Amazon SageMaker Canvas FAQs
General
Q: What is Amazon SageMaker Canvas?
Amazon SageMaker Canvas is a no-code machine learning (ML) service. SageMaker Canvas supports the entire ML workflow including data preparation, model building and training, generating predictions, and deploying the models to production. With SageMaker Canvas, you can use ML to detect fraud, predict maintenance failures, forecast financial metrics and sales, optimize inventory, generate content, and more.
Q: How do I get started with Amazon SageMaker Canvas?
To access Amazon SageMaker Canvas, begin by creating a SageMaker Domain in the AWS Management Console.
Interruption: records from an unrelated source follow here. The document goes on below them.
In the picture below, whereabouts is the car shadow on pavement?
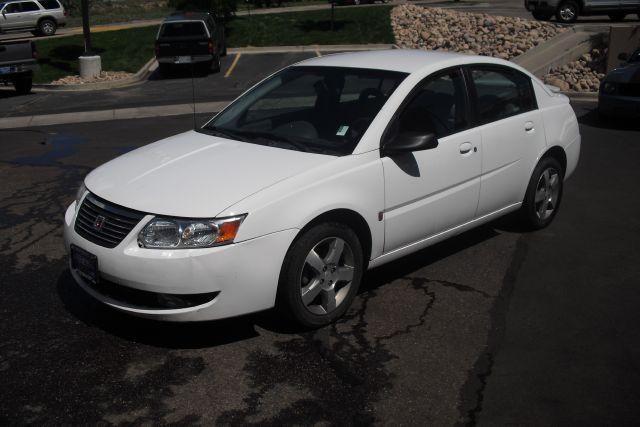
[578,107,640,131]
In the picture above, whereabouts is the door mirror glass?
[383,131,438,156]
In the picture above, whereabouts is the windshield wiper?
[203,126,248,142]
[234,131,310,151]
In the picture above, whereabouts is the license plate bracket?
[71,245,100,285]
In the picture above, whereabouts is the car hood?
[605,62,640,83]
[85,131,335,218]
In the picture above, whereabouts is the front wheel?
[13,77,33,95]
[277,222,364,328]
[521,157,564,230]
[38,19,58,36]
[556,1,578,24]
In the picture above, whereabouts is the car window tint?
[396,70,467,138]
[22,1,40,12]
[3,3,20,13]
[471,68,535,124]
[160,22,205,37]
[40,0,60,10]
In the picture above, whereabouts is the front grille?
[618,83,640,96]
[75,193,145,248]
[87,279,220,310]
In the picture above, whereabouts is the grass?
[34,6,394,83]
[34,26,158,83]
[227,6,394,47]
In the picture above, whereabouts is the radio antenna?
[191,62,197,130]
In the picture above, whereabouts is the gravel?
[51,71,133,85]
[544,48,607,92]
[391,5,565,59]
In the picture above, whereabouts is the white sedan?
[64,50,580,327]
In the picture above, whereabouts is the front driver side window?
[396,69,467,138]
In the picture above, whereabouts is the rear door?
[467,64,546,217]
[382,67,482,252]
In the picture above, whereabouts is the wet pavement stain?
[13,134,87,166]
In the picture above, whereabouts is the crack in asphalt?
[458,235,528,426]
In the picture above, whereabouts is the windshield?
[202,66,407,156]
[160,21,205,37]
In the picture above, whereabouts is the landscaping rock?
[391,4,566,59]
[544,48,607,92]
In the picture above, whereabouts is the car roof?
[164,12,211,22]
[296,49,520,74]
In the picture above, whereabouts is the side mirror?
[382,132,438,156]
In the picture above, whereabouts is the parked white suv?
[0,0,67,36]
[64,49,580,327]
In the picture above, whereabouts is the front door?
[382,68,481,252]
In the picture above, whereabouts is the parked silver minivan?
[0,0,67,36]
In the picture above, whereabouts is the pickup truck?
[156,12,227,75]
[0,41,38,94]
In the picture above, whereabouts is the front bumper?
[64,202,297,321]
[156,55,213,65]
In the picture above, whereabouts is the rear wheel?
[277,222,364,328]
[608,12,627,22]
[38,19,58,36]
[556,1,578,24]
[520,157,564,230]
[13,77,33,95]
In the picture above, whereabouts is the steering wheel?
[358,87,384,103]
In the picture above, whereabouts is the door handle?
[460,142,471,154]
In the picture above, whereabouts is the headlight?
[76,181,87,208]
[138,215,246,249]
[602,82,616,94]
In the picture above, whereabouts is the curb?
[561,91,598,103]
[33,58,158,92]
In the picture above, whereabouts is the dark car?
[0,41,38,94]
[598,47,640,118]
[156,12,227,74]
[524,0,640,24]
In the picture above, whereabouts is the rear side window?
[396,69,468,138]
[471,67,537,124]
[160,21,206,37]
[39,0,62,10]
[20,1,40,12]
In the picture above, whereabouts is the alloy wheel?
[300,237,355,315]
[534,168,561,221]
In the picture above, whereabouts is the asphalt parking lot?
[0,103,640,425]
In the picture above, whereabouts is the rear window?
[39,0,62,10]
[20,1,40,12]
[160,22,206,37]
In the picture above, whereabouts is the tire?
[158,62,172,77]
[13,77,33,95]
[38,19,58,36]
[556,0,580,24]
[276,222,364,328]
[210,55,222,73]
[608,12,627,22]
[532,11,553,21]
[520,157,564,230]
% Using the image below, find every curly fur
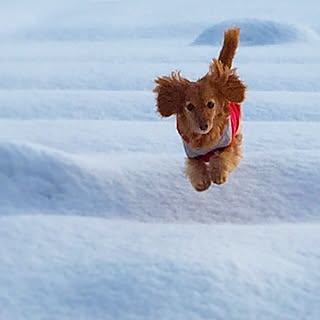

Once you have created a SageMaker Domain, you can access SageMaker Canvas in two ways. First, you can launch SageMaker Canvas directly from the AWS management console or you can launch SageMaker Canvas within SageMaker Studio, an integrated IDE for ML.
Once you log into SageMaker Canvas, you can try the interactive product tour that walks you through each step of the ML journey with easy-to-follow directions. Additionally, you can use sample datasets provided in SageMaker Canvas to help you get started with common use cases such as house price prediction, sales forecasting, predicting loan defaults, and more.
Q: Which SSO techniques are supported by Amazon SageMaker Canvas?
All Security Assertion Markup Language(SAML) 2.0 enabled SSO techniques are supported by SageMaker Canvas. Examples include AWS SSO, Active Directory, and Okta.
Q: How am I charged for Amazon SageMaker Canvas?
With SageMaker Canvas, you pay for what you use. There are three factors that determine your bill:
- Workspace instance (Session-Hrs): This is based on the number of hours you are logged into SageMaker Canvas or using SageMaker Canvas. The time starts when you launch SageMaker Canvas, and ends when you log out though the application or from an administrator.
- Model Training Charges
- Tabular models: The training charge for custom tabular models is based on the number of cells in the dataset used to train the model.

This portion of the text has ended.